A Request for Help
Dr. Tracy Elhers, a cultural anthropologist who during the 1970’s conducted research on gender in San Pedro Sacatepéquez for her PhD, began the work of WWT. In 2007, her long-time friend and colleague, Dr. Marco Antonio Orozco asked for her help. At the time Orozco was the city’s mayor, and he asked Ehlers for assistance in helping San Pedro’s Office for Women provide training and technical assistance for the women’s groups which were being formed in both the city and its surrounding rural villages.
Through these early workshops, Ehlers and her team realized that one of the biggest problems that indigenous Guatemalan women faced was that their daughters seemed destined to repeat their own lives: a trajectory of early marriage, illiteracy, male dominance, and poverty. As a result, the mayor, the Women’s Office, and WWT responded to this deeper need and re-focused their collective efforts to concentrate on the daughters of these families. Female empowerment had to begin earlier in the life cycle and schooling was the key to assuring that the girls could be financially viable decision-makers and active members of society.
“¡Manda Tu Hija a la Escuela!” (Send Your Daughter to School!) quickly became a prominent program slogan, and the work expanded to include middle-school girls, their mothers and teachers. In 2009, Ehlers and co-founder Diane Dvorin established Women Work Together as an all volunteer 501(c)3 organization.
Creating a Collaboration
The original thrust of the work with girls was to form of after-school clubs led by local literacy teachers working under the Women’s Office. This was augmented by twice-yearly visits by WWT’s volunteer team of adults and college students. The revolving teams ran participatory workshops for girls and women, as well as trainings for the Women’s Office staff, local volunteers, educators, community leaders and the literacy outreach workers, who supported the local programs throughout the year. During each visit, Social Work and Education students from the nearby university worked with the U.S. volunteers, improving the local capacity to sustain and institutionalize these programs and shift community norms in the process.
A New Partner
In early 2012, several prominent community leaders and key staff from the Women’s Office established the Asociación del Desarrollo Integral: Mujeres Trabajan Unidas (ADIMTU), an independent, grassroots organization who’s purpose was to deepen and expand the work with girls and their families. Later that year ADIMTU was legally recognized as a Guatemalan civil organization with its own Board of Directors. WTT’s Board of Directors committed to raising the funds required to support this new in-country organization.
Passing the Baton
Over time, the ADIMTU staff grew in size and understanding of WWT’s role and community acceptance of the work became more wide spread. In the fall of 2011, three school and family based projects were developed: La Vida de Mi Mama ( The Life of My Mother ), La Lectura Familiar ( Family Reading Time), and Mi Hermanita, ( My Little Sister), each encapsulating the goals of our collective work. During the 2012 school year, the ADIMTU staff was invited to pilot these projects with some girls in 13 schools. After a thorough evaluation in February at the start of the 2013 school year, under the leadership of Wendy Baring-Gould, incoming Director of Program, and Theresa Preston Warner, Director of Evaluation, these pilots were reworked to eliminate the kinks, and a structure was developed for ADIMTU to work with more girls in each school during that school year.

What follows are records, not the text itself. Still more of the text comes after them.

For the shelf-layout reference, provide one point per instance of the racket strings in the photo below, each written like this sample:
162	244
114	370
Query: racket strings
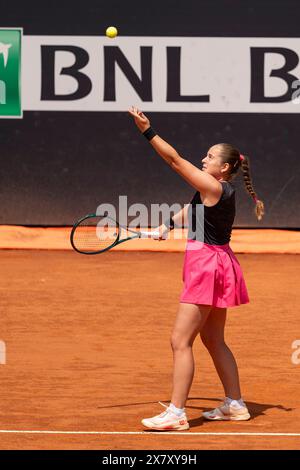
91	237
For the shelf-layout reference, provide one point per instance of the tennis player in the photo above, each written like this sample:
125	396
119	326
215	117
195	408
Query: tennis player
213	279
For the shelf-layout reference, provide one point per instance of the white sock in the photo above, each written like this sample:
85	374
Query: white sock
235	403
177	411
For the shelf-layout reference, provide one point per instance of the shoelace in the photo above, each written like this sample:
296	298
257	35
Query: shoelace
164	413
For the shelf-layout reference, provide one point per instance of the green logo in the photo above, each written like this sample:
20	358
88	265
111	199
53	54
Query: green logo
10	72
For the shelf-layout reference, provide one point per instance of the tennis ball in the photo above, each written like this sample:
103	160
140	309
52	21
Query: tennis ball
111	32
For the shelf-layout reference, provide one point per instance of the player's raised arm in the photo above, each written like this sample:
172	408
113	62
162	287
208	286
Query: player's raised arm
201	181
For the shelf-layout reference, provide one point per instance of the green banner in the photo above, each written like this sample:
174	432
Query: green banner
10	72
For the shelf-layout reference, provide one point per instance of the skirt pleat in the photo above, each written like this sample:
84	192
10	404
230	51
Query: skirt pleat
213	276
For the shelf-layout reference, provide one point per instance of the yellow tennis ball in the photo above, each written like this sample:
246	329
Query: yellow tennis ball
111	32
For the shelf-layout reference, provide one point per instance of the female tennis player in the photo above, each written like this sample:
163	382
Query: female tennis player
213	279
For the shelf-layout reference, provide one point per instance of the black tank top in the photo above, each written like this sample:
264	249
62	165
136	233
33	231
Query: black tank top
218	219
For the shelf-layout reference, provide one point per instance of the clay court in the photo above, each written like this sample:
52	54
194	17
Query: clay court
88	354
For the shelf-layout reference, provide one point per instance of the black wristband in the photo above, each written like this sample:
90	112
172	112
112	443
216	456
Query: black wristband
149	133
169	223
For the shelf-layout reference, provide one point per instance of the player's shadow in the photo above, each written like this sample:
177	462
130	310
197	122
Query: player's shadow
255	409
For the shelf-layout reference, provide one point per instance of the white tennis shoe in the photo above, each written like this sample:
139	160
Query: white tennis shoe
166	421
227	412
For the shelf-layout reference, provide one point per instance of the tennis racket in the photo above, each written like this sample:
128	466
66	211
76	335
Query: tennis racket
94	234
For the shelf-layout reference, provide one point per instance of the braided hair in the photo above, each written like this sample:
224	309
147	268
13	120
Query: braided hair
232	156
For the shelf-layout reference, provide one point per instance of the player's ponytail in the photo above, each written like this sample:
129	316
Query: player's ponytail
259	205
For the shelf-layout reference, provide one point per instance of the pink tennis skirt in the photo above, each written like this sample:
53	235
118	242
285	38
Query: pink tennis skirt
213	276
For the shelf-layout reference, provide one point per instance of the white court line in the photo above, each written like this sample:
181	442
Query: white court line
173	433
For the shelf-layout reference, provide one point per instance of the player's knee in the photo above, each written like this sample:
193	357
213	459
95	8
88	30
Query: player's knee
178	342
212	342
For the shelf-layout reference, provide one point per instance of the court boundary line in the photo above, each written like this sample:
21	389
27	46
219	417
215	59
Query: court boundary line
173	433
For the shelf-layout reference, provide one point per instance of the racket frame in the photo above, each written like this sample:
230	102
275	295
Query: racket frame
116	242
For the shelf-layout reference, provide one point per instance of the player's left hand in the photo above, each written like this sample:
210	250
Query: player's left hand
140	119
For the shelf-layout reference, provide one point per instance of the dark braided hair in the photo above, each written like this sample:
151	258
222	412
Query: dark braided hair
231	155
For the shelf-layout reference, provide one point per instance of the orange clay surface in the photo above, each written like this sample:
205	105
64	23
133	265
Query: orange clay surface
243	241
87	350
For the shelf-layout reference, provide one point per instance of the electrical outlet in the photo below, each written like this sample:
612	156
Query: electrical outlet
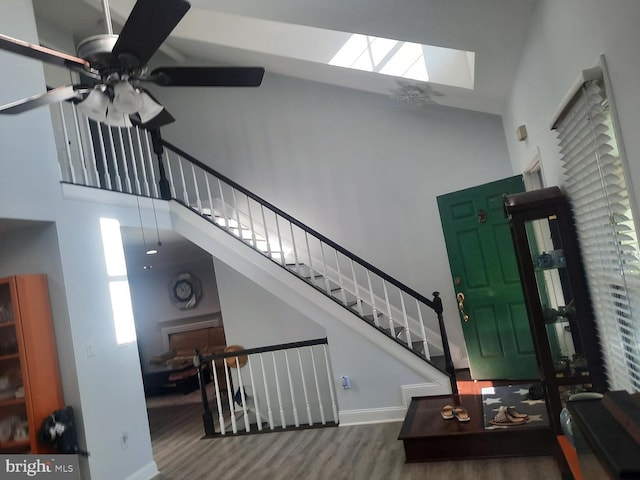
124	439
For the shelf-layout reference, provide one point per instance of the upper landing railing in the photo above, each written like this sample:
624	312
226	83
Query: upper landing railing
139	162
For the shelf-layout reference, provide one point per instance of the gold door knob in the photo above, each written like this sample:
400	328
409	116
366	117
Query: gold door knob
460	297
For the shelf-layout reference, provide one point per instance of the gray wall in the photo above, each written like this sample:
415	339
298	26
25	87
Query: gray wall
360	168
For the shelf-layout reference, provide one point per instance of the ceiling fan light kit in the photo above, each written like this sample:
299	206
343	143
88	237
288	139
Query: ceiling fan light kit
95	105
118	62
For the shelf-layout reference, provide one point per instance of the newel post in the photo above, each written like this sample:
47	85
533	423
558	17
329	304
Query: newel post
207	415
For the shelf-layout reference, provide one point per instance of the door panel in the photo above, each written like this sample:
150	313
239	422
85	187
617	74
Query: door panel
484	269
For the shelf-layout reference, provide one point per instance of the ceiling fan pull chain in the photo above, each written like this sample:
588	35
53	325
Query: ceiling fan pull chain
107	16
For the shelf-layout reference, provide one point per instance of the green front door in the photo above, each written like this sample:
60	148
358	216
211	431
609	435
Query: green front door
486	281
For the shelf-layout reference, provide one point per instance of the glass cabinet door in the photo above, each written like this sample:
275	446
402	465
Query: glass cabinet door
556	298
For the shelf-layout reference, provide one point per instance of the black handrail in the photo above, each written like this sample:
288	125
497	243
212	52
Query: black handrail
435	306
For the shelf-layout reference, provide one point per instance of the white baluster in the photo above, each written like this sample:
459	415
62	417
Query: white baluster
169	172
291	389
243	398
406	320
279	392
427	355
295	250
210	197
150	157
237	209
185	193
279	235
143	165
94	161
315	377
125	165
76	126
256	403
343	294
312	273
266	233
386	299
103	151
114	159
234	426
65	133
266	392
356	288
134	164
218	397
373	302
196	189
327	284
252	228
304	388
332	392
225	215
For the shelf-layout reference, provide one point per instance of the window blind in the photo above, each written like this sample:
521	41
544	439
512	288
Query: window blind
596	187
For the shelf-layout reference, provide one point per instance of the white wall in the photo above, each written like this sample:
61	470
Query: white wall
564	38
360	168
75	266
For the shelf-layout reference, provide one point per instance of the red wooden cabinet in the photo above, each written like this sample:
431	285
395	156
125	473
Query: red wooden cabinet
30	387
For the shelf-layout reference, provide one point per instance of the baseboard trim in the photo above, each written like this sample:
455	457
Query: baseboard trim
423	390
148	472
367	416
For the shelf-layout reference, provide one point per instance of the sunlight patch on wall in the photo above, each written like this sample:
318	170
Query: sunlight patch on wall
122	310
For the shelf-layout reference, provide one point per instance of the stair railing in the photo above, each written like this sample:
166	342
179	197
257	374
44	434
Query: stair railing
138	162
278	387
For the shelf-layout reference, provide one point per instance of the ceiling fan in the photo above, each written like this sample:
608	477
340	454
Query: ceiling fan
116	67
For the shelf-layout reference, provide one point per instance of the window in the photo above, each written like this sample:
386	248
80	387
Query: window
597	189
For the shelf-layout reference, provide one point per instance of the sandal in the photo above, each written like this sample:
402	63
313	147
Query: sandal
461	414
516	414
504	419
447	412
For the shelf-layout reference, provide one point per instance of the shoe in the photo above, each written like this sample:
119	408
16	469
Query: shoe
447	412
516	414
461	414
504	419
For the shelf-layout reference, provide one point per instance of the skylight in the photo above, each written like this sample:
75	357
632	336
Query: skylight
382	55
397	58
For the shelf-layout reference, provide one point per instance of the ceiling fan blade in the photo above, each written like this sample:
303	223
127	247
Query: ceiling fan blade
208	76
43	54
148	25
56	95
160	120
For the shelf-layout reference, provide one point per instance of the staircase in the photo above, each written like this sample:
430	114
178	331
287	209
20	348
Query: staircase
139	162
401	314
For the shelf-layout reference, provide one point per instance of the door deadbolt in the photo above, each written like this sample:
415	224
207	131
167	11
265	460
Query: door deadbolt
460	297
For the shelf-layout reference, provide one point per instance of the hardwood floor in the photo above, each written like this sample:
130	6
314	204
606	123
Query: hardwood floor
368	452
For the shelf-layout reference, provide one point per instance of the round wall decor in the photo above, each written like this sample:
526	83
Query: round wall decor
185	291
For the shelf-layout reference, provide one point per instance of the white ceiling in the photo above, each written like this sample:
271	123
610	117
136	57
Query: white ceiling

In addition, workshops with girls, mothers, teachers and principals, and finally fathers continued throughout 2013 school year, with the ADIMTU staff taking increasing responsibility for the development and implementation of all levels of activity. With an office located in San Pedro Sacatepequez , the ADIMTU staff includes four professional field workers, an administrative assistant, and a revolving group of interns from the University of San Carlos. Beginning in 2013, this team has taken the lead in all aspects of the work, with WWT’s twice yearly visits now focused on technical assistance, capacity building, and support. WWT continues to raise approximately $110,000 a year required to cover ADIMTU’s operating costs.
Beginning in the 2014 school year, the 3 school projects and all workshops will come together under ADIMTU/WWT’s Leadership Institute. These activities will actively engage all girls in all 3 grades of middle school, as well as their families and teachers in comprehensive, sequential programs designed to prepare the girls for financially viable lives and to change the communities expectations for their daughters’ futures. In order to reach more people, the workshops will be held in the various communities as part of the ongoing school- based programs. Significantly ADIMTU is being recognized by the National Ministry of Education, which has designated The Leadership Institute as one of very few external programs approved to augment the official school curriculum.